Currently we do not support offline migration from a previously used thin pool to a new thick VG, so you should backup your data before migrating. The following steps describe the process you should follow to migrate a workload running on Kubernetes, backed by Rok on thinly provisioned volumes:

  1. Backup all PVs which use the Rok Storage Class, by registering them on the local Rok installation.
  2. Remove all PVCs/PVs backed by Rok.
  3. Replace the --volume-pool command line argument of the rok-csi-node pod DaemonSet with --thick and --volume-group=VG. The latter should point to the Volume Group to use for local storage.
  4. Present the backed-up PVs.

Rok Appliances

Upgrade the Rok appliances by replacing the BOOT disk with the new version of the appliance and then running some scripts that perform all the upgrade steps.
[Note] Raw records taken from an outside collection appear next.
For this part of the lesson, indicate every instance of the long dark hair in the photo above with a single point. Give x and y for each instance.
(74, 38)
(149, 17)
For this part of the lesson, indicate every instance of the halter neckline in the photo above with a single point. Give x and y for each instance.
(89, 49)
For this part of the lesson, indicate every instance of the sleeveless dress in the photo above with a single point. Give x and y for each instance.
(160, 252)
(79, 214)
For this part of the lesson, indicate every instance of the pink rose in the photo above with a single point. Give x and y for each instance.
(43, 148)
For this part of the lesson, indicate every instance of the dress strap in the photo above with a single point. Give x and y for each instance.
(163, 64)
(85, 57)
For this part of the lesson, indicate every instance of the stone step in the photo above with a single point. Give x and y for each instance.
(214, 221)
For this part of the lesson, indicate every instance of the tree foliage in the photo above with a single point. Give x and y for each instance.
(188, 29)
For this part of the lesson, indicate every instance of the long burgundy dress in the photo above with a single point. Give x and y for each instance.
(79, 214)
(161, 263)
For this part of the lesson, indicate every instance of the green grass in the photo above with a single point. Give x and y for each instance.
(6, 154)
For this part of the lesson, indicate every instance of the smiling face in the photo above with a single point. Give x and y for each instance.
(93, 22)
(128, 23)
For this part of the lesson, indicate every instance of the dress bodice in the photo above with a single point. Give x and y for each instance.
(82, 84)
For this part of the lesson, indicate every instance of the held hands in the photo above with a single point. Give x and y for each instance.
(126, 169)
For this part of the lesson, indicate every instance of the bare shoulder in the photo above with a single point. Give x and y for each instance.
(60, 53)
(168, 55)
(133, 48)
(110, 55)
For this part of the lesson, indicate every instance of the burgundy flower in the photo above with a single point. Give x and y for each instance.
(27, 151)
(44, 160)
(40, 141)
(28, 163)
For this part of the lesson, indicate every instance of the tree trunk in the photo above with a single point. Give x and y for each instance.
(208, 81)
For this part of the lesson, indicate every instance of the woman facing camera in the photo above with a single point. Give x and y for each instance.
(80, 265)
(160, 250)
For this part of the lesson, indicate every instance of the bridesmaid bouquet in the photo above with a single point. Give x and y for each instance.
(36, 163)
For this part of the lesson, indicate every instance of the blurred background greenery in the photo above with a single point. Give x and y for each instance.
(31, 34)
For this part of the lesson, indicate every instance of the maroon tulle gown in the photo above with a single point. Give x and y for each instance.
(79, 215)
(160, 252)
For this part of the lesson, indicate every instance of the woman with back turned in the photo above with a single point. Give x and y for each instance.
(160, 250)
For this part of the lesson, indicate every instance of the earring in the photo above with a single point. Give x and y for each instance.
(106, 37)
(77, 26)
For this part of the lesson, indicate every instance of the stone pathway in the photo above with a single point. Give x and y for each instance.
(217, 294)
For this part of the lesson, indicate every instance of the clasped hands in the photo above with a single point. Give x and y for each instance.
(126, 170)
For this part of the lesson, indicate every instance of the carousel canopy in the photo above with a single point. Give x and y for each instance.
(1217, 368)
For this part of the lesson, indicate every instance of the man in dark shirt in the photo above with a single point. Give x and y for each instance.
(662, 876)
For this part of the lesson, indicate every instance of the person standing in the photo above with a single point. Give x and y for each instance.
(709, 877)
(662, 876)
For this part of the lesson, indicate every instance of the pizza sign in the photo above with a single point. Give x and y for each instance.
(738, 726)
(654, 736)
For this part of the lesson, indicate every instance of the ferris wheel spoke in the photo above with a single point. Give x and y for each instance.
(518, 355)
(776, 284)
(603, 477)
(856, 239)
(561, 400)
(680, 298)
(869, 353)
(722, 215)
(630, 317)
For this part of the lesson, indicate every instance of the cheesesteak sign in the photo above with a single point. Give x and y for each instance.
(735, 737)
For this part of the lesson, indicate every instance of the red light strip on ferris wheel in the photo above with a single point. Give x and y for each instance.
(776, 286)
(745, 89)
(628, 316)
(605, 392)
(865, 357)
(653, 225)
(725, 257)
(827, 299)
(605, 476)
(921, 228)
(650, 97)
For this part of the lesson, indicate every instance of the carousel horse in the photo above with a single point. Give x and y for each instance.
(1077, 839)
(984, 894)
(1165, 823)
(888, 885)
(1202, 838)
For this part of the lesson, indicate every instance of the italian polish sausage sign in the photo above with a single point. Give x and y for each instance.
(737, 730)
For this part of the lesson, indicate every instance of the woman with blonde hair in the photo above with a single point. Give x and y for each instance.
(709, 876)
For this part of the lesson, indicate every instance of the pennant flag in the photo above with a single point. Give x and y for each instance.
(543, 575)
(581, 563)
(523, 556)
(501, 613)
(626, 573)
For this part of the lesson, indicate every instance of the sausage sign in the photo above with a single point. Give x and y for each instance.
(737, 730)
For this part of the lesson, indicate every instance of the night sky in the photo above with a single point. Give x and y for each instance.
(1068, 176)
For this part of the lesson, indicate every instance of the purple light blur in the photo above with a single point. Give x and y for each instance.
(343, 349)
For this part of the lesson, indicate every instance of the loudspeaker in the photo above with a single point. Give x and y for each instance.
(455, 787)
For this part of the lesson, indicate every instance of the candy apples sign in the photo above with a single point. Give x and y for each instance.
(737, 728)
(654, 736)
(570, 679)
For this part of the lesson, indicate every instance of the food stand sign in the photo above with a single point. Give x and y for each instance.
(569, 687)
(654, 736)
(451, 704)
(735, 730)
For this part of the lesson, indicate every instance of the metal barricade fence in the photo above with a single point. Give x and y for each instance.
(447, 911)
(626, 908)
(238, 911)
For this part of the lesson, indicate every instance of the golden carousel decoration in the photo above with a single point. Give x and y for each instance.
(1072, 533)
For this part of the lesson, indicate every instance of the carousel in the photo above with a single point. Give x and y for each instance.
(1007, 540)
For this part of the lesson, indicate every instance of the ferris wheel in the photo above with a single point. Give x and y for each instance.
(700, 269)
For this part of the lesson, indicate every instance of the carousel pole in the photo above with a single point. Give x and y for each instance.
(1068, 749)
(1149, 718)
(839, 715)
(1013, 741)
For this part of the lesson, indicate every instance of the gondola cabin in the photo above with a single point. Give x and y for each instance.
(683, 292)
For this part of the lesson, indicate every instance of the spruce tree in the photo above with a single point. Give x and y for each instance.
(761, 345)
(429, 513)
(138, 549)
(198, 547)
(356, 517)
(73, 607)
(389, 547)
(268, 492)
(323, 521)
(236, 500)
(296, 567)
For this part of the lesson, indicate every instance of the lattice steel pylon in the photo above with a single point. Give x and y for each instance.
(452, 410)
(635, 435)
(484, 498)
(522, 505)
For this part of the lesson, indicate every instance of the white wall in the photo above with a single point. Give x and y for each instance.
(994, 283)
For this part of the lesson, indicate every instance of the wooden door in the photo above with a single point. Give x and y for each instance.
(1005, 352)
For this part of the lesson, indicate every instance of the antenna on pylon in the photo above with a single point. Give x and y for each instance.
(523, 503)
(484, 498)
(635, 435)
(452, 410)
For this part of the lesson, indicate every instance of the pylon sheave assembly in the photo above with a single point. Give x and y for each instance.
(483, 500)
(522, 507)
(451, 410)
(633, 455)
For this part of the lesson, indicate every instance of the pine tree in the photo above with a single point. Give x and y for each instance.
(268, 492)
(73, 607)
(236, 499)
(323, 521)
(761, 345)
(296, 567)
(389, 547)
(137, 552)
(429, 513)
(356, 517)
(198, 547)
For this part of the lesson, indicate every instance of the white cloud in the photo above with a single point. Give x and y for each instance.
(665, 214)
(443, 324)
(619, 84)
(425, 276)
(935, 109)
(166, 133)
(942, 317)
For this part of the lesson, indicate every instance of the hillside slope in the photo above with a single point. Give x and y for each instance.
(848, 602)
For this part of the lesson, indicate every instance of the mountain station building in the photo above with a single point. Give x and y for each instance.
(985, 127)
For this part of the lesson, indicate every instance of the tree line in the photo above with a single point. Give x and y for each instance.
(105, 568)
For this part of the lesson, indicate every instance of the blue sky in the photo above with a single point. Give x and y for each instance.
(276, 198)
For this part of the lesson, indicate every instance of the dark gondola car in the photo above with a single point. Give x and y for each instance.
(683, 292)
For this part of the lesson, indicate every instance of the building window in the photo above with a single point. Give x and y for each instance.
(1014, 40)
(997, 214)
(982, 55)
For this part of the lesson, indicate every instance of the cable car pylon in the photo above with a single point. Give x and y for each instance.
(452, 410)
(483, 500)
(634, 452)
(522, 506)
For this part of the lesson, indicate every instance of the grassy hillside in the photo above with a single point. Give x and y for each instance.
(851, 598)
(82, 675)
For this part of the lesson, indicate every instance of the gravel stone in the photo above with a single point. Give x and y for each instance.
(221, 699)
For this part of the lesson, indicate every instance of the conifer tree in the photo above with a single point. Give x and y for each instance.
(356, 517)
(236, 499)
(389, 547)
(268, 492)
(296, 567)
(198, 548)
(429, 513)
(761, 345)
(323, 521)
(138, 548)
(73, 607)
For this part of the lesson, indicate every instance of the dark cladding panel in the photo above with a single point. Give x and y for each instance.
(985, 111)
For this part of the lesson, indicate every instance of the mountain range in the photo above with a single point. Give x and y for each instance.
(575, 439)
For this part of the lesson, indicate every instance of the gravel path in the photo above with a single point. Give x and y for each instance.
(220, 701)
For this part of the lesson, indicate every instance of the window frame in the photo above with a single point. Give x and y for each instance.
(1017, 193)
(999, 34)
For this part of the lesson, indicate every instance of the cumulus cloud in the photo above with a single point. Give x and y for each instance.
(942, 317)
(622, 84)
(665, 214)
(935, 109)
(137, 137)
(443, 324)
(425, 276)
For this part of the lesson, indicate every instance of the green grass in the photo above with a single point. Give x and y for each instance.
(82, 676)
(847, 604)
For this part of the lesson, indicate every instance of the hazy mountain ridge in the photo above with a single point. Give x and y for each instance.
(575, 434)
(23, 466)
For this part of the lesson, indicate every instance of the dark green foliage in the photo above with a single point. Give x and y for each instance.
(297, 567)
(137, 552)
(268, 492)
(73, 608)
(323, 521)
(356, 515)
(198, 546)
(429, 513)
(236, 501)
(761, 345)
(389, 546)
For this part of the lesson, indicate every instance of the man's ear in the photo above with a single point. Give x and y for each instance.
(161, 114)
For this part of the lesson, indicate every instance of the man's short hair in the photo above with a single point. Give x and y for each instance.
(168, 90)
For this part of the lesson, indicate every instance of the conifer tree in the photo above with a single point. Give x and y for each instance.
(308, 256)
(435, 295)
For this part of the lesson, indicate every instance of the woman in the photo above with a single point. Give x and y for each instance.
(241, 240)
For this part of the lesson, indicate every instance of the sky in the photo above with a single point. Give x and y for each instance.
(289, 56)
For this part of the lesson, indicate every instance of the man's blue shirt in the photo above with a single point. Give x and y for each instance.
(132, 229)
The upgrade procedure consists of upgrading the master node first and then the remaining nodes, in a rolling upgrade approach.

Upgrade the master node

Find the master node of the cluster:

$ rok-cluster-ctl member-list

Ensure that it will remain the master node of the cluster by setting it as the only master capable node. We require this step in order to avoid automatic failover to nodes that are using older versions.

Inspect which are the master capable nodes:

$ rok-config get | grep master_capable

And remove the master capability from all other nodes, by running the following command for each node:

$ rok-config set cluster.members.$host.master_capable=False

You can run the following one-liner to perform the above commands:

$ for i in $(rok-config get | grep master_capable | grep -v $(hostname)| grep -v "^host"); do rok-config set $(echo $i | sed 's/True/False/'); done

Power the machine off, change the BOOT disk with the new version of the appliance, and power on the machine. Login to the node and run the following command that completes all required tasks to upgrade the shared state of the Rok cluster:

$ rok-cluster-upgrade-v0.12.0 upgrade-cluster

After upgrading the cluster state, you need to run the following command to upgrade the node:

$ rok-cluster-upgrade-v0.12.0 upgrade-node

At this point, the master node is successfully upgraded to v0.12.0. You can continue by upgrading the remaining nodes of the cluster.

Upgrade the slave nodes

Upgrade the code of every node by replacing each node's BOOT disk. Then run the upgrade-node command to upgrade the node:

$ rok-cluster-upgrade-v0.12.0 upgrade-node

Note

You are not required to run the upgrade-cluster, since this command must run only on the master node.

After successfully upgrading all nodes to v0.12.0, the upgrade to v0.12.0 is successfully completed.

Upgrade maps

Rok v0.12 introduces hierarchical maps which can be created only with the v4 map format. After upgrading all nodes to v0.12, you can upgrade all maps with the following steps:

  1. Set the map version for newly created maps, by setting the composer.map_version cluster configuration variable:

    $ rok-config set composer.map_version=4
    $ rok-config apply
    
  2. Upgrade existing maps with:

    $ rok-composer-tool map-upgrade --all
    

    Note

    The above command will create a backup map named after the previous map version with a ~v3.bak suffix.

  3. Ensure that everything is working as expected with:

    $ rok-composer-tool verify
    
  4. Delete map backups with:

    $ rok-cluster-gc --delete-backups
    

Note

Hierarchical maps are still an experimental and incomplete feature, and are enabled only when setting the composerd.maptree_degree cluster configuration.

Rok S3 daemon

When using the Rok S3 daemon in a cloud whose S3 service does not implement the versioning related S3 API calls, such as IBM S3 or minio, include the following line in the [s3d.0] section of /etc/rok/daemons.conf:

assume-no-versioning = true

This argument will make the S3 daemon assume that versioning is disabled, and completely prevent it from performing any versioning-related calls to the S3 service. Note that the use of this argument will also imply the use of the --no-versioning argument, which can optionally be removed.